The show would run for two more years, going from time slot to time slot until the networks decided to pull the plug.  But as history would show, that was hardly the end of Star Trek.  A fan base would continue to grow from syndicated reruns until overwhelming popularity necessitated the resurrection of the Enterprise for more adventures on the silver screen.

Now that (reportedly) the final Trek movie has flickered away the possible last adventure of one of science fiction’s most enduring franchises, now is a perfect time to go back to the beginning and reminisce about how it all began:  a ship, a captain, a Vulcan, a doctor, a crew, a five year mission, and the enduring spirit and creativity of a man named Gene.  This primary season of the original series is an everlasting testament to his vision.
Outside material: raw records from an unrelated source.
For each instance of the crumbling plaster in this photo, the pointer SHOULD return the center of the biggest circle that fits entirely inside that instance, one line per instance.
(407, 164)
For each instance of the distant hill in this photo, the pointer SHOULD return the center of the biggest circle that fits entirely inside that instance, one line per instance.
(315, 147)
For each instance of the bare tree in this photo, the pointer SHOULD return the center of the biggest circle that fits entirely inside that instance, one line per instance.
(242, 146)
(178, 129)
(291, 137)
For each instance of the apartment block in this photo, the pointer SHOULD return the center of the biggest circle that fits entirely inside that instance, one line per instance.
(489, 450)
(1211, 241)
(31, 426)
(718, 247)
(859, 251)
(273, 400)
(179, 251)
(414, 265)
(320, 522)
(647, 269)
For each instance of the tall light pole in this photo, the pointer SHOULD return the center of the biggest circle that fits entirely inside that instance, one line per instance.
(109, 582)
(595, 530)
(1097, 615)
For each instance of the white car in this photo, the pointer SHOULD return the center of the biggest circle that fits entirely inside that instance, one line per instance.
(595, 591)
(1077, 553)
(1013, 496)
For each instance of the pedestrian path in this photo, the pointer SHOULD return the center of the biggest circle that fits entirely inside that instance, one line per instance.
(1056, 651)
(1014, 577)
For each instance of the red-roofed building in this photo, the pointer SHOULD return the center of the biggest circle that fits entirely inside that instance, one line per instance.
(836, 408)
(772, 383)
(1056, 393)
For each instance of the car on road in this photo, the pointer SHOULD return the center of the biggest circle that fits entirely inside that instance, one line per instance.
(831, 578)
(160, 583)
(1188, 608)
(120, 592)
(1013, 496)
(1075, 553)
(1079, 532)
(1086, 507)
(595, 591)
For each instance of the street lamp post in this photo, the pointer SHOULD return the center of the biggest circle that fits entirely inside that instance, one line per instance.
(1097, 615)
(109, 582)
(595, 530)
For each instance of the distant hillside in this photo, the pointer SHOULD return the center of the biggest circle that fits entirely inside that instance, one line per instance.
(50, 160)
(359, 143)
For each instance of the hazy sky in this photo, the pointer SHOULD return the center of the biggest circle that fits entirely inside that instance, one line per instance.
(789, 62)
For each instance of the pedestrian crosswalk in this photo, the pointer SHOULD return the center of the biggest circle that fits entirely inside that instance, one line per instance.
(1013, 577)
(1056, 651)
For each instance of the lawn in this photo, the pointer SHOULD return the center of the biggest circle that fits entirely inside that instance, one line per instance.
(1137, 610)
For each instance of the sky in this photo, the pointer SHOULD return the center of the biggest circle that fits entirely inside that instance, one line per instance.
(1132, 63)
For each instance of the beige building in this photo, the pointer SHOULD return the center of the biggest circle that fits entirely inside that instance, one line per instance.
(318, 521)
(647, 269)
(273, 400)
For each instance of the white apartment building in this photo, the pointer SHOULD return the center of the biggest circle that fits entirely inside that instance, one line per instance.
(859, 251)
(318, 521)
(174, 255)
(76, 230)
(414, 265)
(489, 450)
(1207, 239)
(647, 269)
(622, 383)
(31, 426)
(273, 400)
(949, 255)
NOTE:  The episodes are organized according to original airdate, but are numbered according to the way they were filmed and originally presented to be aired…the pilot episode for example, was actually the third one aired instead of the first!

Video ***

Star Trek has held up pretty well over the years, and the new digital transfers from Paramount are a treat.  Colors are bright and vivid throughout and the overall prints were cleaned up nicely.  Some darker shots, i.e. outer space, show a bit more grain and aging effects than others, but at levels that are perfectly acceptable for a classic television show.

Audio **

The new 5.1 remixes are a nice touch, but not too gauche.  A few ambient sounds from behind and accentuated starship swooshing are the main touches.  For the most part, dialogue and action are focused on the front stage, and sound perfectly adequate for a nearly 40 year old season.

Features ***

The set contains an 8th disc of all bonus material, starting with the new documentary “The Birth of a Timeless Legacy”.  Cast and crew interviews, including some vintage footage of Roddenberry, shed light on how the show came to be, including a look at the original pilot “The Cage” and how Trek was reborn after its initial rejection.  “To Boldly Go” takes a closer look at the primary season.  The captain is featured on “William Shatner:  Life Beyond Trek”, while “Reflections on Spock” focuses on the Vulcan science officer.  “Sci-Fi Visionaries” features the many writers that made the show instantly great.  A photo log rounds out.

Included on the individual discs are the promo trailers for each show and some cool animated menus replicating the Enterprise bridge.  There is also text commentary on the pilot episode “Where No Man Has Gone Before” by Star Trek Encyclopedia authors Michael and Denise Okuda.  The packaging itself is also different than anything you’ve seen before in DVD, and quite cool. 

Oh, yes, look for some easy-to-find Easter eggs on the bonus disc for some “Red Shirt Log” remembrances!


Star Trek boldly went where no TV show went before in its first season, and as a result, it brought fans some of the best material science fiction has ever had to offer.  This terrific 8 disc box set from Paramount is more than a chance to look back…it’s a chance to experience the birth of a phenomenon all over again like it was the first time.